For information on Impala requirements, see Cloudera Impala Requirements. Note that Cloudera recommends using Cloudera Manager 4.6 or higher with Impala 1.1.
How much memory is required?
Although Impala is not an in-memory database, when dealing with large tables and large result sets, you should expect to dedicate a substantial portion of physical memory for the impalad daemon. Recommended physical memory for an Impala node is 128 GB or higher. The amount of memory required for an Impala operation depends on several factors:
- The file format of the table. Different file formats represent the same data in more or fewer data files.

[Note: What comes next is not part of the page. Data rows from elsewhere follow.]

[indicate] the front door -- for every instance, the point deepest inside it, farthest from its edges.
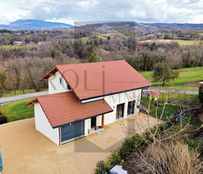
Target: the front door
(120, 111)
(93, 122)
(131, 107)
(71, 131)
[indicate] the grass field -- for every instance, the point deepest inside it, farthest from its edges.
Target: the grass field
(15, 47)
(186, 75)
(18, 92)
(17, 110)
(180, 42)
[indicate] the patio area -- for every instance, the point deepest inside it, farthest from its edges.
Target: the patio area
(27, 151)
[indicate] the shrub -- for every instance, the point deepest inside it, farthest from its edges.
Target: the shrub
(136, 143)
(3, 119)
(200, 96)
(168, 158)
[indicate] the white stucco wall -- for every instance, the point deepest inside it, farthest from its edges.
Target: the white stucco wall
(42, 125)
(87, 125)
(119, 98)
(125, 97)
(54, 84)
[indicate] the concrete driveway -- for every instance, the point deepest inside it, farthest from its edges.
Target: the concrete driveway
(26, 151)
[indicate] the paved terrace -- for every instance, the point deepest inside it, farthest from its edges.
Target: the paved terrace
(26, 151)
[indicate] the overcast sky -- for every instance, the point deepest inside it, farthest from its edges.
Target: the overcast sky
(69, 11)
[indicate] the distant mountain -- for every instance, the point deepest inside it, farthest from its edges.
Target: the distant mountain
(34, 25)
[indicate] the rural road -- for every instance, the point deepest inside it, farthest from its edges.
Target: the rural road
(20, 97)
(24, 96)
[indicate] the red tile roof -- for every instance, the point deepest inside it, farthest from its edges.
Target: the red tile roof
(90, 80)
(63, 108)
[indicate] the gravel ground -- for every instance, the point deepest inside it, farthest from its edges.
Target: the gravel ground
(26, 151)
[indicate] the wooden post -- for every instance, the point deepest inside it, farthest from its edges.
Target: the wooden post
(102, 120)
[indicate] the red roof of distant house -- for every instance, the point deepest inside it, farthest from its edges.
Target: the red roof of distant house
(89, 80)
(63, 108)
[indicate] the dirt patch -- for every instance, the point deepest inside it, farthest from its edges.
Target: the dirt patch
(26, 151)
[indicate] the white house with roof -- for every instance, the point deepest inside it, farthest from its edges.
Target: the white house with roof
(86, 97)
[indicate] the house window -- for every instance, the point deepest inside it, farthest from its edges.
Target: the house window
(68, 87)
(60, 80)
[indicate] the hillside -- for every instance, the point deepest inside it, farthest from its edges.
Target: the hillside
(34, 25)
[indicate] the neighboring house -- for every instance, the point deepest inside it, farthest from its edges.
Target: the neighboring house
(86, 97)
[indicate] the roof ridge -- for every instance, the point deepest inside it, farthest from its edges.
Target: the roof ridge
(82, 63)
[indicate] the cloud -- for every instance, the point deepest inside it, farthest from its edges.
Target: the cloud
(184, 11)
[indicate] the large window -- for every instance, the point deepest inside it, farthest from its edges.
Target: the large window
(131, 107)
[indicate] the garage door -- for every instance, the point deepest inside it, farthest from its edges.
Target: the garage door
(72, 130)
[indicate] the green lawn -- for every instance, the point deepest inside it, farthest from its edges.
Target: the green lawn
(186, 75)
(178, 41)
(17, 110)
(18, 92)
(16, 47)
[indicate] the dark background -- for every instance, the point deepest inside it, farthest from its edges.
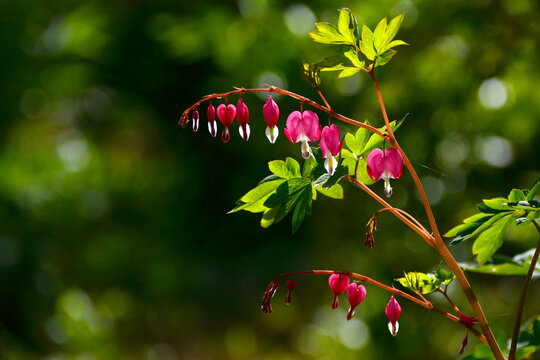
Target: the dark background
(114, 238)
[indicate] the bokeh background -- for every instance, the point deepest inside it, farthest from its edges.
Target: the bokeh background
(114, 238)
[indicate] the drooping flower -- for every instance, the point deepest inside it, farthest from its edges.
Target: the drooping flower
(242, 113)
(355, 294)
(212, 125)
(338, 284)
(271, 115)
(291, 284)
(387, 165)
(303, 127)
(226, 114)
(195, 120)
(330, 146)
(393, 311)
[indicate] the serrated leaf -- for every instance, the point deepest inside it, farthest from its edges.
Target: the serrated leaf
(285, 191)
(490, 240)
(348, 72)
(327, 33)
(385, 57)
(532, 192)
(516, 196)
(395, 43)
(303, 207)
(357, 142)
(285, 169)
(254, 200)
(379, 35)
(499, 204)
(268, 217)
(366, 45)
(335, 192)
(346, 25)
(352, 55)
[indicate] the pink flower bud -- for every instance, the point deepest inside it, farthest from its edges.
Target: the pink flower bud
(226, 114)
(195, 120)
(330, 146)
(212, 125)
(393, 311)
(303, 127)
(291, 284)
(338, 284)
(355, 294)
(242, 113)
(387, 165)
(271, 115)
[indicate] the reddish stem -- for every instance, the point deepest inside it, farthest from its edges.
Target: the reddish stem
(425, 304)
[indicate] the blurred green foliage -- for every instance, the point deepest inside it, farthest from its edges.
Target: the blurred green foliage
(114, 242)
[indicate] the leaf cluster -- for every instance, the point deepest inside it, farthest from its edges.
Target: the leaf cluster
(422, 283)
(364, 49)
(291, 188)
(490, 225)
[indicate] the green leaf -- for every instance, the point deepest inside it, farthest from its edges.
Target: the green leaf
(303, 207)
(516, 196)
(347, 25)
(348, 72)
(379, 36)
(532, 192)
(352, 55)
(335, 192)
(327, 33)
(376, 140)
(309, 164)
(490, 240)
(285, 191)
(285, 169)
(395, 43)
(269, 217)
(498, 204)
(498, 265)
(420, 283)
(393, 27)
(366, 45)
(357, 142)
(385, 57)
(254, 200)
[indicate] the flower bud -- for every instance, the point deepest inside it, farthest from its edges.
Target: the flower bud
(393, 311)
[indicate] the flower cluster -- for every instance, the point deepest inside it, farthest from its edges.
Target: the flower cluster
(300, 127)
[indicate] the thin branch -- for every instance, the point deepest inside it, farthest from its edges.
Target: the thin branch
(438, 242)
(425, 304)
(526, 285)
(270, 89)
(420, 230)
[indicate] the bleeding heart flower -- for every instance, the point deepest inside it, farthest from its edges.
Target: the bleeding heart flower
(212, 125)
(393, 311)
(271, 115)
(387, 165)
(355, 294)
(242, 113)
(226, 114)
(330, 146)
(303, 127)
(195, 120)
(338, 284)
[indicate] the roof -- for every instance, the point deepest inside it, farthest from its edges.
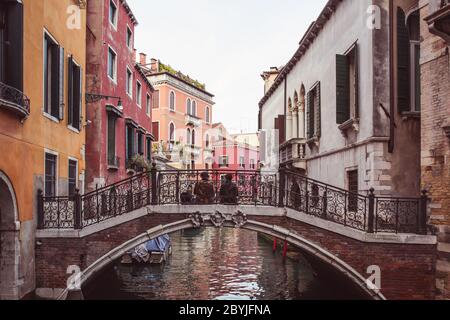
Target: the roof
(309, 37)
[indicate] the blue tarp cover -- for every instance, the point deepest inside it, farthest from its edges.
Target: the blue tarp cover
(160, 244)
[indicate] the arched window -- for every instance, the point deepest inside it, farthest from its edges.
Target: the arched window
(172, 132)
(188, 107)
(172, 101)
(194, 108)
(207, 116)
(188, 136)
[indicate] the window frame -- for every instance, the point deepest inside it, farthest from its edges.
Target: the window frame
(114, 78)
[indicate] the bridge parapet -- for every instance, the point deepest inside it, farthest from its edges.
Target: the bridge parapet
(285, 189)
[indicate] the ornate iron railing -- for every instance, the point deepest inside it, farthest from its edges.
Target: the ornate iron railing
(15, 100)
(366, 213)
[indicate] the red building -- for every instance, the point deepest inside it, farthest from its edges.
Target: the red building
(119, 96)
(234, 152)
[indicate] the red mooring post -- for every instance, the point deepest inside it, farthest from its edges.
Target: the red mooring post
(285, 249)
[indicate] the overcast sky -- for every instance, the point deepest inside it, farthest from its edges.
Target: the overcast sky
(225, 44)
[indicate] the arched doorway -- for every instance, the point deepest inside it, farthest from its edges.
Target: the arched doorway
(9, 240)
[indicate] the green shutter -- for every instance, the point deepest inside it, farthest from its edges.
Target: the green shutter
(403, 64)
(342, 89)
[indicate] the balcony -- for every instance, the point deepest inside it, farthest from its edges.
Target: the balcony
(193, 121)
(293, 154)
(14, 101)
(439, 19)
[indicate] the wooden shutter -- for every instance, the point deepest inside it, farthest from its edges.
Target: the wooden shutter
(70, 90)
(318, 112)
(61, 83)
(55, 80)
(403, 63)
(342, 89)
(310, 115)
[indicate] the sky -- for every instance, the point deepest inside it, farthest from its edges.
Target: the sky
(225, 44)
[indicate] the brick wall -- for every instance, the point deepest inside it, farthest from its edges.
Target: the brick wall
(400, 264)
(435, 74)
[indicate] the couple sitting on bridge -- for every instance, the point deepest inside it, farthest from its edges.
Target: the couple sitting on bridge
(205, 194)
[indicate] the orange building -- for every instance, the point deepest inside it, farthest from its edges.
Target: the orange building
(42, 136)
(182, 117)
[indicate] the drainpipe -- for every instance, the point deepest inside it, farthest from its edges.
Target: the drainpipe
(391, 78)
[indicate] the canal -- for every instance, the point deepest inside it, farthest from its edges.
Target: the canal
(219, 264)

The compression and encoding for each file format might require a different amount of temporary memory to decompress the data for analysis.

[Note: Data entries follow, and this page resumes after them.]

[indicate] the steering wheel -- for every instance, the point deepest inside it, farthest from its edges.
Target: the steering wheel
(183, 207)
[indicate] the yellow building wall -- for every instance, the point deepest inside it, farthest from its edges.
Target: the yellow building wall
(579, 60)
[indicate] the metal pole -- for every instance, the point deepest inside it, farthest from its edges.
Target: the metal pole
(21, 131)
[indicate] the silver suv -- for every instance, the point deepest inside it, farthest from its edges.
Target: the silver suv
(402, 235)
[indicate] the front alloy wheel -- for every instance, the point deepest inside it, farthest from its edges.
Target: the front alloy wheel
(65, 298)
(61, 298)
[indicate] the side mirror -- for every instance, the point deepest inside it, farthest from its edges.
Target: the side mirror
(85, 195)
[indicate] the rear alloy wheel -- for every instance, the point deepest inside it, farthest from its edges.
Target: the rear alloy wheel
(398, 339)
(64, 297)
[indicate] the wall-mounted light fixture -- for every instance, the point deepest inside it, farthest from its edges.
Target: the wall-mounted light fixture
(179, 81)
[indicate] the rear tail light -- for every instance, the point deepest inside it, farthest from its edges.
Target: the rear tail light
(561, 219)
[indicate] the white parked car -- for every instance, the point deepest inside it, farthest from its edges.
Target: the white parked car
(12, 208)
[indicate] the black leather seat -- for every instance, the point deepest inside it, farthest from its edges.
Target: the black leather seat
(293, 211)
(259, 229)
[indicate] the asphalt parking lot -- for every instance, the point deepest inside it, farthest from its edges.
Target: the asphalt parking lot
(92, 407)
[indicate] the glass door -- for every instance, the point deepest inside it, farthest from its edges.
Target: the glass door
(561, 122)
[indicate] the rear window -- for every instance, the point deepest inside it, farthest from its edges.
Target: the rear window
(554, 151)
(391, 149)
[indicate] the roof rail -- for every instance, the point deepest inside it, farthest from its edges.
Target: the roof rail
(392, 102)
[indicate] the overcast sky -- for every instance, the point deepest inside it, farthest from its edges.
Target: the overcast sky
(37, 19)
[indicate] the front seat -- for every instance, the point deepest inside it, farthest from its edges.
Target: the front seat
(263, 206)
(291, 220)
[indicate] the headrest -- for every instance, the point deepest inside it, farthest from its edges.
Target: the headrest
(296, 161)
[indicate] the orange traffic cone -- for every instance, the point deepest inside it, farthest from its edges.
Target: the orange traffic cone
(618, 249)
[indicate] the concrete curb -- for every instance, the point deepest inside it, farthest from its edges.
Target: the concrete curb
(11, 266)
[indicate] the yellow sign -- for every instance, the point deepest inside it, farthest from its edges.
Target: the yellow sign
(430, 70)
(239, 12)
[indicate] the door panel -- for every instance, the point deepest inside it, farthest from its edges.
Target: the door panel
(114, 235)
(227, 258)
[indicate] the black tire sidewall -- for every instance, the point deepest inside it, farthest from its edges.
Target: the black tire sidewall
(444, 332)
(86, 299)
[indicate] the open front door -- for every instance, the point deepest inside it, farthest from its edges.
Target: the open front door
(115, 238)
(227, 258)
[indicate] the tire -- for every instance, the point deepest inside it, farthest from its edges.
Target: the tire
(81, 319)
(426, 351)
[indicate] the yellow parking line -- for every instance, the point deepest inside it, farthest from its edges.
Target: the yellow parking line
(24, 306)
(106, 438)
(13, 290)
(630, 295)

- Whether the operation is a SELECT or an INSERT. For example, Parquet tables require relatively little memory to query, because Impala reads and decompresses data in 8MB chunks. Inserting into a Parquet table is a more memory-intensive operation because the data for each data file (with a maximum size of 1GB) is stored in memory until encoded, compressed, and written to disk.
- Whether the table is partitioned or not, and whether a query against a partitioned table can take advantage of partition pruning.
- The size of the result set.
- The mechanism by which work is divided for a join query.
Impala currently does not "spill to disk" if intermediate results being processed on a node exceed the memory reserved for Impala on that node. If this is an issue for your use case (for example, joins between very large tables), more memory will be beneficial.
See Hardware Requirements for more details and recommendations about Impala hardware prerequisites.
What processor type and speed does Cloudera recommend?
Impala makes use of SSE4.2 instructions. This corresponds to Nehalem+ for Intel chips and Bulldozer+ for AMD chips. Impala runs perfectly fine on machines that are older but will not achieve the best performance.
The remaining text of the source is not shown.